Related to all this is a near absence of expectations for major
political change, and of any appetite for the kind of political activism
designed to produce such change. In short, no counterrevolution is in
sight, and not just because of the current regime’s use of its coercive
power to ensure that it stays out of sight. Cuba’s modern political
history is a factor. The nation achieved independence later than most
other Latin American states, (and when it did get independence, it was
with the U.S.-imposed, sovereignty-compromising Platt Amendment that
went along with it) and has not had as much time to work through stages
of political development as, say, Mexico. Most Cuban presidents in the
first half-century after Spanish rule ended were not commendable
leaders, with Fulgencio Batista being the last of a corrupt and
ineffective lot before Castro ousted him.

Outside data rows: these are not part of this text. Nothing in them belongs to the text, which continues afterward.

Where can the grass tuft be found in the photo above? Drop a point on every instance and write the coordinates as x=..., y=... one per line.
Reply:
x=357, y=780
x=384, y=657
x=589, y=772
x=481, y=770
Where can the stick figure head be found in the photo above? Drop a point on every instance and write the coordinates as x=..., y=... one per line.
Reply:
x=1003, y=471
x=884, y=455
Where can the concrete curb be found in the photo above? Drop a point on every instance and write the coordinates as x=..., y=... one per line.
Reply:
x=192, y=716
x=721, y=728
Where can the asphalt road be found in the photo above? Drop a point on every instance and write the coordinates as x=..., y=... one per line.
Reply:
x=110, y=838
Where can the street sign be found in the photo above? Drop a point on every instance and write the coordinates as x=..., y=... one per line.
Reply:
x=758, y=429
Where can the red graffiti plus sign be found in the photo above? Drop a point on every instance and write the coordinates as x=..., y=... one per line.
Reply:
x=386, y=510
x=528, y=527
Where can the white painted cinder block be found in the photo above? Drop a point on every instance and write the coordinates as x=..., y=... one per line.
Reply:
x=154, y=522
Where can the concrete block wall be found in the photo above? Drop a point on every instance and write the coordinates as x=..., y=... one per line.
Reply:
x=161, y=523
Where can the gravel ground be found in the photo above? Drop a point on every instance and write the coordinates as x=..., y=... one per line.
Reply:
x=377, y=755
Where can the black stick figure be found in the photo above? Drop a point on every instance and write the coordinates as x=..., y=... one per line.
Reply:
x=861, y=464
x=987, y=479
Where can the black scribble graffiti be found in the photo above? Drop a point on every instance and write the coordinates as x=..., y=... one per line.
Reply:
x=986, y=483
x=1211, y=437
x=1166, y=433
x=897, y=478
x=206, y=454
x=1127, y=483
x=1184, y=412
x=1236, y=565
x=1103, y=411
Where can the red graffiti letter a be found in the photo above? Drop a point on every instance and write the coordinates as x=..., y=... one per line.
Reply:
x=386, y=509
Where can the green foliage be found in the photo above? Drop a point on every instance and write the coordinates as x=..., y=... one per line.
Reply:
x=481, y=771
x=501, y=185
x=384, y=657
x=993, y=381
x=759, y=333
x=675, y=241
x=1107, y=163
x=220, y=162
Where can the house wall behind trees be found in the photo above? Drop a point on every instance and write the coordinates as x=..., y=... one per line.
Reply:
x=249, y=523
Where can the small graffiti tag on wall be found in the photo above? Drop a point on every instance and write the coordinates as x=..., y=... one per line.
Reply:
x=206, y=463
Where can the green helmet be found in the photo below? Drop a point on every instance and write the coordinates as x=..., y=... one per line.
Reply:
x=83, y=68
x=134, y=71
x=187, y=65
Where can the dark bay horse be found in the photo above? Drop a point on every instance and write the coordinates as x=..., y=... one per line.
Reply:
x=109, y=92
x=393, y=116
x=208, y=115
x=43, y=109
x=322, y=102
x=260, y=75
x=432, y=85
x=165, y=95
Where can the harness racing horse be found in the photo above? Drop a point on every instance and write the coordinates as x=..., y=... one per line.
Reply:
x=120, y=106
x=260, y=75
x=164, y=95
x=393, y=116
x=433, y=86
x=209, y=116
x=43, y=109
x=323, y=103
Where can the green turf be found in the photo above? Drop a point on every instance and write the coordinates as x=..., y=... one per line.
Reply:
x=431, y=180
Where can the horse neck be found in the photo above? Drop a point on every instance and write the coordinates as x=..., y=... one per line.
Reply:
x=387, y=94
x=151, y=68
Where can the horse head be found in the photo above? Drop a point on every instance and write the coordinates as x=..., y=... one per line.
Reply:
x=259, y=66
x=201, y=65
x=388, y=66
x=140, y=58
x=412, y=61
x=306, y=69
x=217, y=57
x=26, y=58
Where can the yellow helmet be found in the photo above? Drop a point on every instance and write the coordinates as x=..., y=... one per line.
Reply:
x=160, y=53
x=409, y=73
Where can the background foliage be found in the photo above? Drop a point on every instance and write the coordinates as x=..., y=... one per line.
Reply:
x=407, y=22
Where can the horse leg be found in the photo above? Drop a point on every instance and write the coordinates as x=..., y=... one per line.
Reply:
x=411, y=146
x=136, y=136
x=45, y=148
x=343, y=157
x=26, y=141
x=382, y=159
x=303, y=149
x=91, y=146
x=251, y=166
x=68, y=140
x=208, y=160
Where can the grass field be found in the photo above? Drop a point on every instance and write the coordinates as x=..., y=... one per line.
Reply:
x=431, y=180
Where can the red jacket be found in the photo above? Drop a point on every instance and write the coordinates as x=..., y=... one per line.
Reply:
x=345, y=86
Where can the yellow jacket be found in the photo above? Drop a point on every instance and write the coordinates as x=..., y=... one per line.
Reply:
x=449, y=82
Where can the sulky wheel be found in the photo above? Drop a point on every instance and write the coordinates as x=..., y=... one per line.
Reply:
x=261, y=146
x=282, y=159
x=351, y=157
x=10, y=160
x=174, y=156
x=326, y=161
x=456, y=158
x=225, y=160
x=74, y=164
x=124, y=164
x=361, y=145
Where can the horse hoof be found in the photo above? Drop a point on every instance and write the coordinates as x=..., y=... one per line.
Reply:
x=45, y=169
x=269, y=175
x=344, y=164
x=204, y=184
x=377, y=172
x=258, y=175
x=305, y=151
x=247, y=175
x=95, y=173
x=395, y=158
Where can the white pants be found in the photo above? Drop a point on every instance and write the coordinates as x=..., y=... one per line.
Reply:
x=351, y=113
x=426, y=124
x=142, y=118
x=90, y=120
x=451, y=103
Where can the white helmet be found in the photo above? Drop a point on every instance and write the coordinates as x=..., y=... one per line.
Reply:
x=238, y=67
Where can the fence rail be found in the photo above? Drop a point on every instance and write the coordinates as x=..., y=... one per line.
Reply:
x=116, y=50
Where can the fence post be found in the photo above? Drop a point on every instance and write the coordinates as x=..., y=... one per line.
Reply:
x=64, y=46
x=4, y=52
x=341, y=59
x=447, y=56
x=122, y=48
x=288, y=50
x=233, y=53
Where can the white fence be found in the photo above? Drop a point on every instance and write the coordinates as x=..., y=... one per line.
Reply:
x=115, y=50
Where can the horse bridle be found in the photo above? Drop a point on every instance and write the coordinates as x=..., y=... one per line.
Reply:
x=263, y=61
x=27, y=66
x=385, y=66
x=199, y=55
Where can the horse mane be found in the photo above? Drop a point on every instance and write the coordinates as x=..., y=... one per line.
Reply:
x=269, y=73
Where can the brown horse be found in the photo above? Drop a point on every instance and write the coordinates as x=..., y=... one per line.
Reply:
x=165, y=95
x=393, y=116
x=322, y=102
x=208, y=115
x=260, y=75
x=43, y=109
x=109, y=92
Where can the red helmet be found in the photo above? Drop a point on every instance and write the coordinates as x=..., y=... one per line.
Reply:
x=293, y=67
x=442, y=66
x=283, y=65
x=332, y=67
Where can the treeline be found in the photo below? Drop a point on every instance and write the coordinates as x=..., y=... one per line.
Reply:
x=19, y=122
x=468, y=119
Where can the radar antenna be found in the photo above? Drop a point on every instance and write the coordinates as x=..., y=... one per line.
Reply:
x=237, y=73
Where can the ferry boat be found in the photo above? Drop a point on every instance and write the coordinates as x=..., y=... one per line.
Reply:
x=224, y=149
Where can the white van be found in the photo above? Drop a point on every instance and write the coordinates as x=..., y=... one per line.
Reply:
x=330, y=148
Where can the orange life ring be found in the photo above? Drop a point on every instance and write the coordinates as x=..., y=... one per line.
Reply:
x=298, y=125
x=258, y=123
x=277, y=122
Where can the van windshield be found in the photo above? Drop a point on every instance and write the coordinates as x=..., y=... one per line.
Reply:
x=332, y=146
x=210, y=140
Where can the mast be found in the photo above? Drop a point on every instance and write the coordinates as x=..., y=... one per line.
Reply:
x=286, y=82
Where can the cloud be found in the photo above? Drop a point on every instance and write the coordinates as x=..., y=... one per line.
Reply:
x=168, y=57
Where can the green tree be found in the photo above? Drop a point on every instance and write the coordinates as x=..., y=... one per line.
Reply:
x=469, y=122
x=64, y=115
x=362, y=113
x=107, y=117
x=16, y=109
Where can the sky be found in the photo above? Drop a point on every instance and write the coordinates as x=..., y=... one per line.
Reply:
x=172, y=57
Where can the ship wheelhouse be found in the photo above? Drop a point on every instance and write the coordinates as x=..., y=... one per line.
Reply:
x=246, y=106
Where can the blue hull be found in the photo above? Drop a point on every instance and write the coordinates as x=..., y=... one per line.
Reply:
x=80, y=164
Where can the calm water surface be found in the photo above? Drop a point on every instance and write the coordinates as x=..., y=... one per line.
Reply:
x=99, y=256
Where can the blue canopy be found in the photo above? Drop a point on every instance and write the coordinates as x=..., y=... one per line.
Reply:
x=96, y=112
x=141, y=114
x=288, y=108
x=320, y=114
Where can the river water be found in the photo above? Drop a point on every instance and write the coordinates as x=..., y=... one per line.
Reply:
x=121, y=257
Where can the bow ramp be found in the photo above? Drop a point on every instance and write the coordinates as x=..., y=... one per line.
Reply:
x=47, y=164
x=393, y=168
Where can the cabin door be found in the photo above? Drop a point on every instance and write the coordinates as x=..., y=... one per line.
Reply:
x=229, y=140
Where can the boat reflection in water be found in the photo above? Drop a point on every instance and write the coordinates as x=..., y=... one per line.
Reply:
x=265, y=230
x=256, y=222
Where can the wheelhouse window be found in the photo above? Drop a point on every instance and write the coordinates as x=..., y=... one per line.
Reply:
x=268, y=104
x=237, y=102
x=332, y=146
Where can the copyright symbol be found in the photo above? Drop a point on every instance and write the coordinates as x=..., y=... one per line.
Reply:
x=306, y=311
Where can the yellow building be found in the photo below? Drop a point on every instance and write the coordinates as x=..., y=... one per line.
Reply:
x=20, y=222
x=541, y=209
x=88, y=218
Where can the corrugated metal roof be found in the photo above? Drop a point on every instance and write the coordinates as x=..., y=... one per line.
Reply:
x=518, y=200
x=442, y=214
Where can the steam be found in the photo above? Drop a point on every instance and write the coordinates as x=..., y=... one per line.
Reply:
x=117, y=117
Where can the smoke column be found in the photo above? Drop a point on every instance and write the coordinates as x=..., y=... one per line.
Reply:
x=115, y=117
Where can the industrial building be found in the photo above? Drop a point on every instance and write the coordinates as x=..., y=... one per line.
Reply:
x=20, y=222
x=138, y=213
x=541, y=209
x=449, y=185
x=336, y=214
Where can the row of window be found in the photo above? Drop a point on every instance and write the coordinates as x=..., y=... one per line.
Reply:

But the popular attitudes involving personal fulfillment are a factor as
well. Along with the instances of insufficient motivation it also is
easy to find Cubans who throw themselves into their work with energy and
commitment, whether the work is bartending or city planning. On the
Isle of Youth (which sees very few tourists), in the island’s only city,
Nueva Gerona, is a beautiful pedestrian boulevard which makes creative
use of the marble that is extracted from nearly quarries. The park
benches in the town are made of marble. Someone with the drive and
leadership ability that in other circumstances may have been applied to
making a political revolution instead applied those talents to
beautifying the city, even though he or she probably was paid only a
pittance for doing so.
The external influences of globalization can greatly change attitudes
and aspirations in any country, but for Cuba the biggest single external
reality is the anti-globalization U.S. embargo. With the embargo having
been in effect for half a century and with it not leading to even the
possibility of significant political change in Cuba, one can safely
declare the embargo to be a complete and utter failure. All it has done
is to embarrass the United States each year with United Nations
resolutions condemning it, in which every member of the General Assembly
joins the condemnation except for the United States, Israel, and usually
a couple of the Pacific micro-states.
If the embargo were to end—and this would be a major economic event for
Cuba, given the size and significance of the colossus to the north—this
would inevitably mean significant change in Cuban attitudes and, because
of that, Cuban policies. Whoever was ruling Cuba at the time would
almost be forced to pull a Deng Xiaoping regarding modernization and
freeing of the economy, because the ineffective anachronisms could not
survive either the direct competition or the competition in the minds of
Cubans who would see a new range of possibilities.
If significant political change were to come to Cuba in our time, this
is the route it would take. There are no guarantees, of course, and
Castro’s heirs, like rulers in a lot of other countries, would look to
the China model with the hope of loosening the economy while maintaining
tight political control. But it is too early to tell whether that sort
of dichotomy between the economic and the political can endure.